Al borrar el intermediario, al eliminar las distancias temporales y espaciales, la televisión provoca además en la audiencia múltiples confusiones en la percepción de la realidad. En primer lugar, el público se siente testigo presencial del acontecimiento, siente el calor del incendio, vive el dolor de las víctimas del accidente, huele los manjares servidos, se cree incorporado a la mesa donde el entrevistador conversa con el entrevistado, percibe la tensión del diálogo. La experiencia mediática se confunde con la experiencia vital. La pantalla no es como el diario, un instrumento que le sirve para moverse eficazmente en la plaza, la pantalla es la plaza, es el escenario donde se desenvuelve la vida, es la vida misma. En segundo lugar, la televisión es un vehículo por el que transitan imágenes de la vida real e imágenes de ficción, y los límites de ese tránsito también tienden a borronearse. La ficción parece realidad, y la realidad ficción. Deliberadamente se usan los mismos códigos en los dos casos. Las jornadas electorales se anuncian con la estética de los grandes torneos deportivos. Las ideas, las posiciones ideológicas, las opiniones, se simplifican hasta destilarlos en un choque de personalidades: no importa quién expuso las mejores propuestas, sino quién ganó el debate. Los protagonistas de la vida pública, los actores sociales, son percibidos también como actores teatrales, y apreciados con las mismas reglas: éste actúa bien en el papel de ministro, pero aquél no da para gobernador. Los políticos se entrenan con profesionales en el arte de la actuación para mostrarse en cámara con el perfil deseado.
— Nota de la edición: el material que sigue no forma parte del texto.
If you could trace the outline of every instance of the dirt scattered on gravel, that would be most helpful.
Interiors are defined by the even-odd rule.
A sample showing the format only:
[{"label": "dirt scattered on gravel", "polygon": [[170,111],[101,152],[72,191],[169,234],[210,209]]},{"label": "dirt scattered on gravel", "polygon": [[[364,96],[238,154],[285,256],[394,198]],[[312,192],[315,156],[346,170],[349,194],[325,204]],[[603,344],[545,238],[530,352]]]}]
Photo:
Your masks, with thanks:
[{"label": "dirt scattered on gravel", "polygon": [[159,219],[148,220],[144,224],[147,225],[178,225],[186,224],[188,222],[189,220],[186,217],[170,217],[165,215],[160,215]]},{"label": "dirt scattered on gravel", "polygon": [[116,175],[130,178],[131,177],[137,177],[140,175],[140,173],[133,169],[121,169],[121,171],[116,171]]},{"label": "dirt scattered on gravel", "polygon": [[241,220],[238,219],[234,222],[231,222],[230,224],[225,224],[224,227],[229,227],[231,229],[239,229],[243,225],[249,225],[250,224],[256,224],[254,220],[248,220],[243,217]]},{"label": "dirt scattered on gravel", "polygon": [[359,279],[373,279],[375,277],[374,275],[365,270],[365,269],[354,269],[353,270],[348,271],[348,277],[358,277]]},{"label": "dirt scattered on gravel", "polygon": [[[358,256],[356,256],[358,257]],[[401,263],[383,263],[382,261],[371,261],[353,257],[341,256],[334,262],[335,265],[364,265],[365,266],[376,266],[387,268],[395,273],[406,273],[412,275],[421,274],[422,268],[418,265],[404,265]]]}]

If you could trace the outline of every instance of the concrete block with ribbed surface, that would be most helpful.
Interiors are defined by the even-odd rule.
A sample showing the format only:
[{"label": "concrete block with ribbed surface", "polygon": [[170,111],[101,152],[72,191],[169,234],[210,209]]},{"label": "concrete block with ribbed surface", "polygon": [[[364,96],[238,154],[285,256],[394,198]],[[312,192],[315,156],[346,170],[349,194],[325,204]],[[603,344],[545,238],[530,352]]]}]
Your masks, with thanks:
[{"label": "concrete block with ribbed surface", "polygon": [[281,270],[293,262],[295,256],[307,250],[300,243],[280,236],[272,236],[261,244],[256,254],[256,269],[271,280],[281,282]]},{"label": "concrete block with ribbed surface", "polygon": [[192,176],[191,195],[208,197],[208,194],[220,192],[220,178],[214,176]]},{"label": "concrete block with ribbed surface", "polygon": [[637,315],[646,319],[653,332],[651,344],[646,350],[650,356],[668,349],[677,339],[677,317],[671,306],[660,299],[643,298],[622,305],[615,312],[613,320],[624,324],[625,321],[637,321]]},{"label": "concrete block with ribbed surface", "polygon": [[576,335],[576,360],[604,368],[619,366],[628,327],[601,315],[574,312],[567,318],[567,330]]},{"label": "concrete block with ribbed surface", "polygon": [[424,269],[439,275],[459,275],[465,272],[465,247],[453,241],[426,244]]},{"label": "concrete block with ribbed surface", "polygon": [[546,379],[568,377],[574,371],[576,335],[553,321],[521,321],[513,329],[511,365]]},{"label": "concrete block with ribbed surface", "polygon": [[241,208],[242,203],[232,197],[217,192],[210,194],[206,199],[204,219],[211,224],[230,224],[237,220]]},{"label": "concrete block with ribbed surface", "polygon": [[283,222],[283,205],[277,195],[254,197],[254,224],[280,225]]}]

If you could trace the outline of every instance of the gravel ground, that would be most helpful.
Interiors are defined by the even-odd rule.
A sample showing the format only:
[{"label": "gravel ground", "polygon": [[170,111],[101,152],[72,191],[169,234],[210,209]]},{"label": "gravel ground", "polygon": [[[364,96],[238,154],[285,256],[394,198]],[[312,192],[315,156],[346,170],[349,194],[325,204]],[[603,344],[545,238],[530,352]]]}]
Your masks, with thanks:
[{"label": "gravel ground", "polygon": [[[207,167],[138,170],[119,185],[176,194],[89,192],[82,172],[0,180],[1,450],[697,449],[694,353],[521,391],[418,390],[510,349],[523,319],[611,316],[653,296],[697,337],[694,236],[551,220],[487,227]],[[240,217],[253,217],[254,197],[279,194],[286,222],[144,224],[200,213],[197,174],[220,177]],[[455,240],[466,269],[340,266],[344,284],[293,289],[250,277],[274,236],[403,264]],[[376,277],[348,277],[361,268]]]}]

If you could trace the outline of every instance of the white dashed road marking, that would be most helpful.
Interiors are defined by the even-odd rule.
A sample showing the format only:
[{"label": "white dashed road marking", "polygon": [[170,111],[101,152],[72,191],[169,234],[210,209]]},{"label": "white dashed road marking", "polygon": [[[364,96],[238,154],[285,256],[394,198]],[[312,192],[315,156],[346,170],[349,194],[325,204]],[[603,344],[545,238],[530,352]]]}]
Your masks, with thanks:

El universo mediático así conformado está evidentemente muy lejos de cumplir la función que tuvo en sus orígenes. La política y la economía sufren la ausencia de una ciudadanía informada, capaz de reaccionar con energía cuando se afectan sus libertades o su bolsillo y repudiar en las urnas a los responsables. Sin embargo, la constelación mediática que nos rodea alguna función cumple porque la fascinación del público con los medios es evidente, a pesar de que las estadísticas muestren una inexorable declinación de la audiencia.